Sasha and Boshen are watching a holiday parade in Chicago, surrounded by carefree young Americans unburdened by history. “I would trade my place with any one of them,” says 21-year-old Sasha, whose movements are restricted in China. No wonder the American concept of “moving on” is so magical. In “The Princess of Nebraska,” Sasha is in Chicago to get an abortion arranged by Boshen, an older, gay Chinese man. The father is Boshen’s ex-lover, a female role actor with the Peking Opera. The complicated back story overwhelms the intriguing three-way entanglement; “Love in the Marketplace” and “The Arrangement” are similarly affected by baggage. Other stories are simpler. In “Extra,” an unmarried middle-aged maid exults in maternal love for a six-year-old “extra,” the unwanted son of a discarded wife, while in “Son,” a “diamond bachelor” (Chinese-born U.S. citizen) tells his mother he’s not on the marriage market, because he’s gay.
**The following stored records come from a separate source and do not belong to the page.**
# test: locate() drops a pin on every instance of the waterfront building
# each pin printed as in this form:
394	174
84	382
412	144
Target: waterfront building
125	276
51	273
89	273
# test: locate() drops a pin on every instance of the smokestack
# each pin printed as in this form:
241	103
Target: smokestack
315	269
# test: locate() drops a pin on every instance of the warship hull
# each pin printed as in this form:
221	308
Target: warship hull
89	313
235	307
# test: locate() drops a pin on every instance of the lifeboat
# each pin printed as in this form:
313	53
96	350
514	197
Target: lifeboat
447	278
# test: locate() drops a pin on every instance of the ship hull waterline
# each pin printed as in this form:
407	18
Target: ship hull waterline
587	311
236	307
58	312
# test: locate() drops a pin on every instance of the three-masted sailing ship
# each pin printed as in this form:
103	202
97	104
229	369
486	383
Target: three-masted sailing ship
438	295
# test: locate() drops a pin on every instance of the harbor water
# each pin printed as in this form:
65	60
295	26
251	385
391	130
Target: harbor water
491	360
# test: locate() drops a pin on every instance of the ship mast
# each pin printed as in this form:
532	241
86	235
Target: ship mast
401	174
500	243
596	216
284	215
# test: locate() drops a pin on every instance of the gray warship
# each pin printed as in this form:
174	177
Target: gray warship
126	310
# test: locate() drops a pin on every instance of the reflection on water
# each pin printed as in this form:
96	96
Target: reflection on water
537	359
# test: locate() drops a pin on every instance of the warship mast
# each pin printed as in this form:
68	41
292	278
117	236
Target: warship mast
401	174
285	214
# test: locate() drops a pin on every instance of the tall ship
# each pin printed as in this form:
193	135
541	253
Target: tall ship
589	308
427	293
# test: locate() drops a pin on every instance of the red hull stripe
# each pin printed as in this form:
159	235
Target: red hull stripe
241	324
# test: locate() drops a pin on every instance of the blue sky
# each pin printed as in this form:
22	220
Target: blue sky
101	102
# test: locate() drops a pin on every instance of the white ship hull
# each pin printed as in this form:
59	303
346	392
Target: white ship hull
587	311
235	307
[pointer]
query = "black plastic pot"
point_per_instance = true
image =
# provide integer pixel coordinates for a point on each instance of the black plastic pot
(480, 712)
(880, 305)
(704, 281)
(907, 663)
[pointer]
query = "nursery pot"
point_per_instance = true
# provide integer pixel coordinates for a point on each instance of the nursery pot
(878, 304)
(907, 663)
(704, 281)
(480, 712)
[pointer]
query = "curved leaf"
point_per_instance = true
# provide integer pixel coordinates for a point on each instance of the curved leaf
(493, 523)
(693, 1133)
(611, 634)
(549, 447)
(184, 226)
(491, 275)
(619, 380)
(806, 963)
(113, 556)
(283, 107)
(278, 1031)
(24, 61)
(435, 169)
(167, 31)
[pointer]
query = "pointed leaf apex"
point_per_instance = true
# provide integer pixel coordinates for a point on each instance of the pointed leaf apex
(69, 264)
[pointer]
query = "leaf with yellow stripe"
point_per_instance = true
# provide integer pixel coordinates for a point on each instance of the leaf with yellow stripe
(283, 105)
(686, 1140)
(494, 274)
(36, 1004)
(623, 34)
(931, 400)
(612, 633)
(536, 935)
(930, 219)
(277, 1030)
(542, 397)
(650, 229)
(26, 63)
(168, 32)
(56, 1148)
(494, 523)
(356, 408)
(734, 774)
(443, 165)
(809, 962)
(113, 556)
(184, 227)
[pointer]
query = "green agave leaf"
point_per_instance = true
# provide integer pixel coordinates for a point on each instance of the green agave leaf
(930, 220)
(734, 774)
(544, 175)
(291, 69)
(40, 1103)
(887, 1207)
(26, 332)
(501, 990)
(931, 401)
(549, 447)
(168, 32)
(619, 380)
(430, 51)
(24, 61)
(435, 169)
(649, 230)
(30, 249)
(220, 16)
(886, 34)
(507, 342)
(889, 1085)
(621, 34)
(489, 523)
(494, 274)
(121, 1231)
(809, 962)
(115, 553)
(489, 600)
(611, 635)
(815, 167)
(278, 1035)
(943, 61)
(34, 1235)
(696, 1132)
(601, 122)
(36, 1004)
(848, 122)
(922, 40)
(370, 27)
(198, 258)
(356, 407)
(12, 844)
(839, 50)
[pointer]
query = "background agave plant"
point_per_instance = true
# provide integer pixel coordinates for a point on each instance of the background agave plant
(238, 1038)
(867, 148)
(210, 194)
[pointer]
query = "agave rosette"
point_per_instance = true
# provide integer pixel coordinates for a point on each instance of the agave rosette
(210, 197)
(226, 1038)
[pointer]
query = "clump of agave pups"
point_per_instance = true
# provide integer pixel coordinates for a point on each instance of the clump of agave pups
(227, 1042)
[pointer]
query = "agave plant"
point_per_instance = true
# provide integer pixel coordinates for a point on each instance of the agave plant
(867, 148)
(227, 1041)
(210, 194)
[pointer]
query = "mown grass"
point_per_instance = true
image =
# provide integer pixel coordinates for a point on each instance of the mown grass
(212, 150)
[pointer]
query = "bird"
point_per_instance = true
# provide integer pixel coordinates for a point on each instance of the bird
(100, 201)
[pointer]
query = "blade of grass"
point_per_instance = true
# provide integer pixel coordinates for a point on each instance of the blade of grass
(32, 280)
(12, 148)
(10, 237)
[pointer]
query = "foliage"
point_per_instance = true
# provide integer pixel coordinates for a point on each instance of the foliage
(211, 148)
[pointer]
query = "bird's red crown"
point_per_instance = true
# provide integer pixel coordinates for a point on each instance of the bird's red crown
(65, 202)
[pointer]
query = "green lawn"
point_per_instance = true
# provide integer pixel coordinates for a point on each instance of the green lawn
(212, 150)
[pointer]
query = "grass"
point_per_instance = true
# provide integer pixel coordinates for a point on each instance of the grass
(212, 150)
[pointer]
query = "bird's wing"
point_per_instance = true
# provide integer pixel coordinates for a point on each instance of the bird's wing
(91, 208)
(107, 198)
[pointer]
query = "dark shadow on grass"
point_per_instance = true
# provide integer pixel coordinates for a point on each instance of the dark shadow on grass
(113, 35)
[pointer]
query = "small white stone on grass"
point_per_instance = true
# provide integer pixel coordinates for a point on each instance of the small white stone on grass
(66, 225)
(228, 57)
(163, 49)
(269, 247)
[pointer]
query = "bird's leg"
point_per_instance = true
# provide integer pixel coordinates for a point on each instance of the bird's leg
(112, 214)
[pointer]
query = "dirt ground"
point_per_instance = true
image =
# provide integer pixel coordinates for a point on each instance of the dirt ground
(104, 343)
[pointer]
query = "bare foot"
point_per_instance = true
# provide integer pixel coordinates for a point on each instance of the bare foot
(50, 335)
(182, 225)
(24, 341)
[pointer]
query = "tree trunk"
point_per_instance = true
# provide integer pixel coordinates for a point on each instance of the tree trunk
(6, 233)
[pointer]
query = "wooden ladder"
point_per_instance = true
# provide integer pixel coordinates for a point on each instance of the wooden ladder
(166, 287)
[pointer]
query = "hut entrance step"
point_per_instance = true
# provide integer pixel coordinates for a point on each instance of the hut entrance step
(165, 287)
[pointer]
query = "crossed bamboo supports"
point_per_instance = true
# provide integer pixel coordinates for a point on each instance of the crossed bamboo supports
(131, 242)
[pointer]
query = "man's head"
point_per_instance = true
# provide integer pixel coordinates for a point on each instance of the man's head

The most overtly political story is “Immortality” (winner of the Paris Review Plimpton Prize), an ambitious allegory cleverly linking the eunuchs who served the ancient dynasties to the fortunes of a young man who’s the spitting image of Mao and is chosen by the state, after the Chairman’s death, to impersonate him. But no story makes its point more cleanly than “Persimmons,” in which the peasant Lao Da has already had a run-in with the Birth Control Office for not reporting three extra children. When he is denied justice following his only son’s drowning by a corrupt county official, Lao Da goes on a rampage, killing 17 bureaucrats. The powerless man must resort to mass murder to show he is not a “soft persimmon”—a patsy.
Some ungainly plotting, but the author is one to watch.